Make sure you have setup your PYTHONPATH to point to location of the source directory
For instance I have the following line in my .bashrc file
export PYTHONPATH=/home/username/anuga_core/source
At this stage you should have a working version of the sequential anuga program. I.e. you should be able to run command
python test_all.py
from the anuga_core directory and have your installation pass all the unit tests (well nearly all, as this is the development version and there are sometimes a few unit tests that fail).
anuga_parallel
Now to get anuga_parallel to work, we need to install some other packages.
MPI
Now you need to install MPI on your system. OPENMPI and MPICH2 are supported by pypar (see below) so both should be ok. But I tend to use mpich2.
So install mpich2 on your system via apt-get
sudo apt-get install mpich2
Make sure mpi works. You should be able to run a program in parallel. Try something as simple as
mpirun -np 4 pwd
should produce the output of pwd 4 times.
PYPAR
We use pypar as the interface between mpi and python. The most recent version of PYPAR is available from http://code.google.com/p/pypar/
(There is an old version on sourceforge, don't use that)
Install pypar following the instructions in the download. You should be able use the standard command
python setup.py install
or maybe
sudo python setup.py install
from the source directory in the pypar distribution.
Fire up python and see if you can import pypar
You should obtain
>>> import pypar Pypar (version 2.1.4) initialised MPI OK with 1 processors
Make sure the pypar examples work
Problem with pypar Installation
We have been seeing the following error when trying to import pypar.
>>> import pypar Traceback (most recent call last): File "<stdin>", line 1, in <module> File "pypar.py", line 863, in <module> mpi = CDLL('libmpi.so.0', RTLD_GLOBAL) File "/usr/lib/python2.6/ctypes/__init__.py", line 353, in __init__ self._handle = _dlopen(self._name, mode) OSError: libmpi.so.0: cannot open shared object file: No such file or directory
For us this was caused by there not being a file libmpi.so.0 in the /usr/lib directory. This is really a pypar bug, but as a work around we created a link from the file /usr/lib/libmpi.so to /usr/lib/libmpi.so.0 via the command
sudo ln /usr/lib/libmpi.so /usr/lib/libmpi.so.0
Then import pypar should produce the following
>>> import pypar Pypar (version 2.1.4) initialised MPI OK with 1 processors
PYMETIS
In the anuga_parallel directory there is a subdirectory pymetis.

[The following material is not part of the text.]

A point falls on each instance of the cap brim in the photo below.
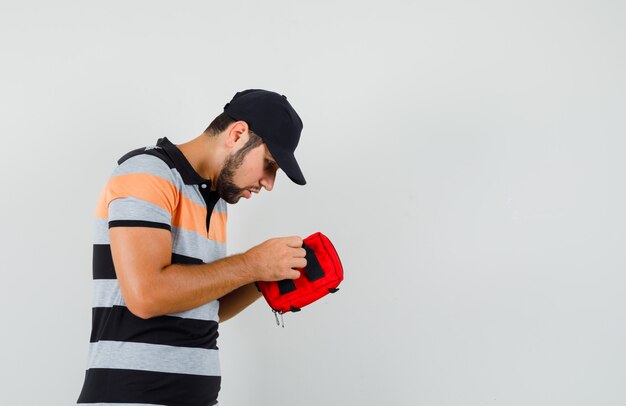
(287, 162)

Follow the instructions in README to install. Essentially just run make.
If you have a 64 bit machine run
make COPTIONS="-fPIC"
From the pymetis directory, test using test_all.py, ie
python test_all.py
ANUGA_PARALLEL
Should now be ready to run some parallel anuga code. Go back to the anuga_parallel directory and run test_all.py
Hopefully that all works.
Example program
Run run_parallel_sw_merimbula.py
First just run it as a sequential program, via
python run_parallel_sw_merimbula.py
Then try a parallel run using a command like
mpirun -np 4 python run_parallel_sw_merimbula.py
That should run on 4 processors
You should look at the code in run_parallel_sw_merimbula.py
Essentially a fairly standard example, with the extra command
domain = distribute(domain)
which sets up all the parallel stuff.
Also for efficiency reasons we only setup the original full sequential mesh on processor 0, hence the statement
if myid == 0: domain = create_domain_from_file(mesh_filename) domain.set_quantity('stage', Set_Stage(x0, x1, 2.0)) else: domain = None
The output will be an sww file associated to each processor.
There is a script anuga/utilities/sww_merge.py which provides a function to merge sww files into one sww file for viewing with the anuga viewer.

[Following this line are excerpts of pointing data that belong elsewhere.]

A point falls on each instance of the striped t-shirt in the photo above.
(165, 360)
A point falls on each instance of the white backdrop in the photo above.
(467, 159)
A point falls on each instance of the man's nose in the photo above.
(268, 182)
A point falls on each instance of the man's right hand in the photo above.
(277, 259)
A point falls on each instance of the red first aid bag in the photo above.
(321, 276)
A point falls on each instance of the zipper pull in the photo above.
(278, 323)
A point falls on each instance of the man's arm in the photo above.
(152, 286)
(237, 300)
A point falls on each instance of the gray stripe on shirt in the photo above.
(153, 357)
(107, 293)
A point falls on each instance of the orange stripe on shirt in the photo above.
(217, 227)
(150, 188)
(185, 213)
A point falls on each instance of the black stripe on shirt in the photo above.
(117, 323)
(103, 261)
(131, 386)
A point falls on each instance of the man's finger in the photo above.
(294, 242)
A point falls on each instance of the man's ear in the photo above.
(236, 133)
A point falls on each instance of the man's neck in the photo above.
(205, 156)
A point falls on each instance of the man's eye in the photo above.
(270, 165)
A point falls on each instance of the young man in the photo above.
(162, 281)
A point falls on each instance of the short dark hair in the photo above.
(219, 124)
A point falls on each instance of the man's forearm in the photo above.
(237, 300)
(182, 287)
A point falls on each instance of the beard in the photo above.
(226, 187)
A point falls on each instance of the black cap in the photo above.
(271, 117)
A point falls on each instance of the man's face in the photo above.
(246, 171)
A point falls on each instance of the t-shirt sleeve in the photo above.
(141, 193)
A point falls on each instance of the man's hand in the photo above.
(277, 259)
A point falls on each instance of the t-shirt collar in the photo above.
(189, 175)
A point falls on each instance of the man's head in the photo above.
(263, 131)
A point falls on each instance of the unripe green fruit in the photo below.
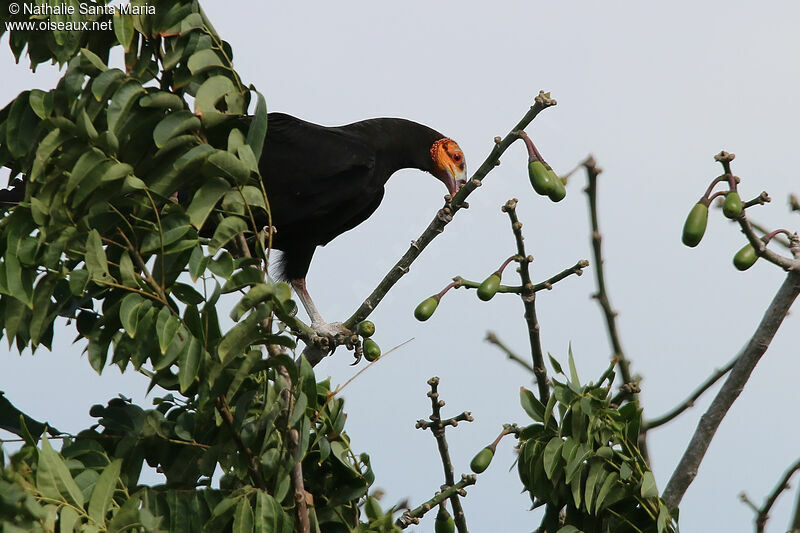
(365, 329)
(745, 258)
(540, 178)
(444, 522)
(732, 207)
(481, 461)
(695, 226)
(489, 287)
(424, 310)
(371, 350)
(557, 189)
(373, 508)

Suppose your parallel code produced 3 sww files, domain_P3_0.sww domain_P3_1.sww and domain_P3_2.sww
The base name would be "domain" and the number of processors would be 3. To stitch these 3 files together either run the sww_merge.py as a script with the command
python /dir/to/anuga/utilities/sww_merge.py -f domain -np 3
or add the following command at the end of your simulation script
domain.sww_merge()